NYMEX WTI Tops $83 on Tight Cushing Stocks, Lower Rig Count
WASHINGTON (DTN) -- Bolstered by a weakening U.S. Dollar Index, nearby delivery month West Texas Intermediate crude futures on the New York Mercantile Exchange and Brent crude traded on the Intercontinental Exchange rallied in market-on-close trade Friday. Both benchmarks rose 1.5% after industry data from Baker Hughes reported the first decline in the number of operating oil rigs in the United States since the week ended Sept. 10, underscoring a laggard recovery in domestic production despite elevated price levels.
U.S. crude oil production remained about 200,000 barrels per day (bpd) below pre-Hurricane Ida levels in the most recent week, according to the U.S. Energy Information Administration, with domestic operators unexpectedly reducing output once again almost two months after Ida's landfall along the Louisiana coastline. The unexpected drop in domestic production coincides with the decline in the number of oil-targeted rigs in the U.S., often seen as a proxy for future output. Baker Hughes reported domestic operators decommissioned two oil rigs during the week ended Oct. 22, bringing the total number of operating rigs to 443, well below pre-pandemic rig counts of nearly 700.
Meanwhile, crude oil stored at the Cushing, Oklahoma, hub, the delivery point for WTI, fell by another 2.3 million barrels (bbl) through Oct. 15 to 31.2 million bbl, the lowest since October 2018, according to EIA's latest weekly report. Given the current supply deficit, the result is likely one where U.S. crude inventories will continue to grind lower in coming weeks, supporting WTI futures. Goldman Sachs estimates the fourth quarter supply deficit on the global oil market could be as high as 4.5 million bpd or 5% of the worldwide consumption.
"This is a big hole to fill even with the production increases that we have penciled in going from now to the end of this year," said Jeff Currie, head of Goldman Sachs's Commodity Research and Global Investment Research Division. "Maybe we can get that deficit whittled down to 2 million bpd, but we will be at a critical operating level of inventory by the year end" he added.
On the session, NYMEX WTI futures for December delivery rallied $1.26 to $83.76 bbl, while the December ICE Brent futures gained $0.92 to $85.53 bbl.
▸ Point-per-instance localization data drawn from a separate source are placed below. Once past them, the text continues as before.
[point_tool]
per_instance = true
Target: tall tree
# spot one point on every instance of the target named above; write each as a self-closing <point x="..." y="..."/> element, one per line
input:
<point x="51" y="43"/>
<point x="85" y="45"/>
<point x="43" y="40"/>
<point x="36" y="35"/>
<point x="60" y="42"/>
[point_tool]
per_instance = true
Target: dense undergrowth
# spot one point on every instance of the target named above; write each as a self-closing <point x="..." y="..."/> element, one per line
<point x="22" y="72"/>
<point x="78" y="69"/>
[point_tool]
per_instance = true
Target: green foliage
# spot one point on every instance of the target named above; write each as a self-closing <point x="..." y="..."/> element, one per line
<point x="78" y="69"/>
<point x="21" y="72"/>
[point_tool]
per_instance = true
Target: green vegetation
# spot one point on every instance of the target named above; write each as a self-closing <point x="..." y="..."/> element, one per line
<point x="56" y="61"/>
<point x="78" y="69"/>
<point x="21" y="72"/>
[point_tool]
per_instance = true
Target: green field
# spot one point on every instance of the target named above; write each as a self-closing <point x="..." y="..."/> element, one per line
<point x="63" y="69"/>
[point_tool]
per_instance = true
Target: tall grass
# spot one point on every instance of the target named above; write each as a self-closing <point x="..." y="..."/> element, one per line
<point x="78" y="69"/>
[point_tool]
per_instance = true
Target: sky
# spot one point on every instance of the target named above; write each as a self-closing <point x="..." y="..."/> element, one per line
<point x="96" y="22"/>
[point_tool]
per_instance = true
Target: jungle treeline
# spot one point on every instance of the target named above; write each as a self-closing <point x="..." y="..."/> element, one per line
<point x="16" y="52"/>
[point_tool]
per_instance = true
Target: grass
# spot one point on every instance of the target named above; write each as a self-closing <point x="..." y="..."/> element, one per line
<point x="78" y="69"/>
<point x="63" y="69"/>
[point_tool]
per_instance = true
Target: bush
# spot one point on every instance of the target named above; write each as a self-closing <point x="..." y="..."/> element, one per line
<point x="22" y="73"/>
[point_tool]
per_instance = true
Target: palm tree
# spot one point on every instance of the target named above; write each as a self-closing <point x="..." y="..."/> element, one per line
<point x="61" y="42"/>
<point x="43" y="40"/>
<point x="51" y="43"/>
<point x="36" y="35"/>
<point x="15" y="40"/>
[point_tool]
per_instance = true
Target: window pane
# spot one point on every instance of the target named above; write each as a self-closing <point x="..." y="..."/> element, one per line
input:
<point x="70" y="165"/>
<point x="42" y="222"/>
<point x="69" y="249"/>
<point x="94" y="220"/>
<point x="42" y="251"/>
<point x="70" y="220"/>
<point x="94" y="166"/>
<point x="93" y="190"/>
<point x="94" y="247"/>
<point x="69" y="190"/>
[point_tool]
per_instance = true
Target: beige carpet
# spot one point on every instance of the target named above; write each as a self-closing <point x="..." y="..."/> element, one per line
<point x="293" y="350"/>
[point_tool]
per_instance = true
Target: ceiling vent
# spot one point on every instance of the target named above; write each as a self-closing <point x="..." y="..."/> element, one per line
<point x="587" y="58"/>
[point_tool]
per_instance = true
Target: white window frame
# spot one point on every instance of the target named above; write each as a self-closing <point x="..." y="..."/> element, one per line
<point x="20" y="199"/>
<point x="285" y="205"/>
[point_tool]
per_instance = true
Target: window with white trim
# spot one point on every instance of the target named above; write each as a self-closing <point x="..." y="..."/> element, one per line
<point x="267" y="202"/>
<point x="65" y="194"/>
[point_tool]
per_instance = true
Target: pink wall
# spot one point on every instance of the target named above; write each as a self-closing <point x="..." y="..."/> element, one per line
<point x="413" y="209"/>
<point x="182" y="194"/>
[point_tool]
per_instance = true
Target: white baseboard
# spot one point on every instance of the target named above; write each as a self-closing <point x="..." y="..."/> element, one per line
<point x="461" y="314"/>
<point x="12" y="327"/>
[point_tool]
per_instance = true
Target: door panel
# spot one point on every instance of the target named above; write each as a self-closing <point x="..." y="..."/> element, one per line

November RBOB futures on NYMEX gained 0.20 cents to $2.4821 gallon, and front-month ULSD futures declined 1.02 cents to $2.5389 gallon.
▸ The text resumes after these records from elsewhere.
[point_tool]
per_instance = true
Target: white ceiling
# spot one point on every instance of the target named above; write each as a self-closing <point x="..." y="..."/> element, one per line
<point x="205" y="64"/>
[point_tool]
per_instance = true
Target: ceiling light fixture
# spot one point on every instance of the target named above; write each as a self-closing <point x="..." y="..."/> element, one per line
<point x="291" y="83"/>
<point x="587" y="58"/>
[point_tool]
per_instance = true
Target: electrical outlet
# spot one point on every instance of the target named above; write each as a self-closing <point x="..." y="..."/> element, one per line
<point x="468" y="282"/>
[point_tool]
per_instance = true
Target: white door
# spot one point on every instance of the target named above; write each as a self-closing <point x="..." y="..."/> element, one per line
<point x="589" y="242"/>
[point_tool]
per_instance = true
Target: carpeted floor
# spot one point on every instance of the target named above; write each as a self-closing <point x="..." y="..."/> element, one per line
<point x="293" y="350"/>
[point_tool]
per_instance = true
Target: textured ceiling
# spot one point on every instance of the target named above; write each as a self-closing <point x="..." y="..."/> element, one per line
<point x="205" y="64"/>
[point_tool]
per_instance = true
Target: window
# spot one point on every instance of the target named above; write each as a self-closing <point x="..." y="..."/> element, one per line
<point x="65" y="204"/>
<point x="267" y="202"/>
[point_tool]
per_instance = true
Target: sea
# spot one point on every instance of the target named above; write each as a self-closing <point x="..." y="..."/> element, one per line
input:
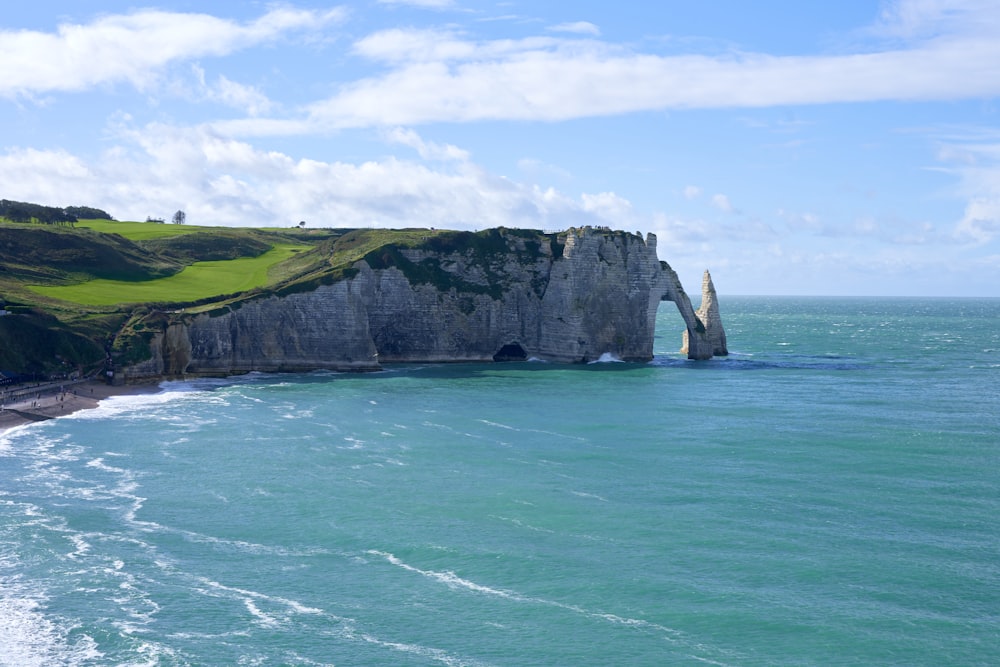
<point x="828" y="494"/>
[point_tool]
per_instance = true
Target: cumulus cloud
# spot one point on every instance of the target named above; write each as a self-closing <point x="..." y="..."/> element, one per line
<point x="221" y="181"/>
<point x="426" y="4"/>
<point x="133" y="48"/>
<point x="722" y="203"/>
<point x="428" y="150"/>
<point x="577" y="27"/>
<point x="434" y="76"/>
<point x="248" y="99"/>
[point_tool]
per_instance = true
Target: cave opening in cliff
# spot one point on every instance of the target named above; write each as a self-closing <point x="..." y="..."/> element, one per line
<point x="511" y="352"/>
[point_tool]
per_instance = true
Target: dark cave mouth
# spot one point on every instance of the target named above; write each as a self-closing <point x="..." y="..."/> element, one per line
<point x="511" y="352"/>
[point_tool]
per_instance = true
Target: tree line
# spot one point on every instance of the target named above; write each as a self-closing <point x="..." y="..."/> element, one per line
<point x="19" y="211"/>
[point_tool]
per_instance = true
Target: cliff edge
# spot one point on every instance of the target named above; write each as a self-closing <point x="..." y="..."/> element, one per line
<point x="491" y="296"/>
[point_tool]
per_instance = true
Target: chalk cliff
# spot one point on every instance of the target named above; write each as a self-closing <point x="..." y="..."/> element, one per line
<point x="497" y="295"/>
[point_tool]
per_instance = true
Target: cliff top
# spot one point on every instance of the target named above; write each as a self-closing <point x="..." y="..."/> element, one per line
<point x="70" y="289"/>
Friday's gains in the crude complex came on the back of a softer U.S. Dollar Index that declined 0.17% against the basket of foreign currencies to finish the session at 93.595. Federal Reserve Chairman Jerome Powell said Friday during virtual press conference that he is now somewhat more concerned about higher inflation and the central bank would watch carefully for signs that households and businesses were expecting sustained price pressures to continue. "Supply-side constraints have gotten worse. The risks are clearly now to longer and more-persistent bottlenecks, and thus to higher inflation." Inflation soared in September to 3.1% from a year earlier, slipping slightly back from 3.2% in August.
Federal Reserve officials have signaled strongly in recent weeks that the central bank would formally announce tapering of its monthly purchases of $120 billion in asset purchases at its Nov. 2-3 meeting. "I do think it is time to taper," Powell said Friday. "I don't think it is time to raise rates," Powell added.
Separately, business activity in the European Union slowed sharply in October, dropping most markedly in manufacturing, though also cooling in services, according to a private survey from IHS Markit. Growth slowed especially sharply in Germany, down to the lowest since February, and slipped to the weakest since April in France. The rest of the region recorded the slowest expansion since April.
"A sharp slowdown in October means the eurozone starts the fourth quarter with the weakest growth momentum since April. A manufacturing sector beset with supply chain delays saw production growth falter to the lowest since the first lockdowns of last year. The services sector has meanwhile seen some of the summer rebound fade just as resurgent virus case numbers bring renewed concerns, notably in Germany," commented Chris Williamson, Chief Business Economist at IHS Markit.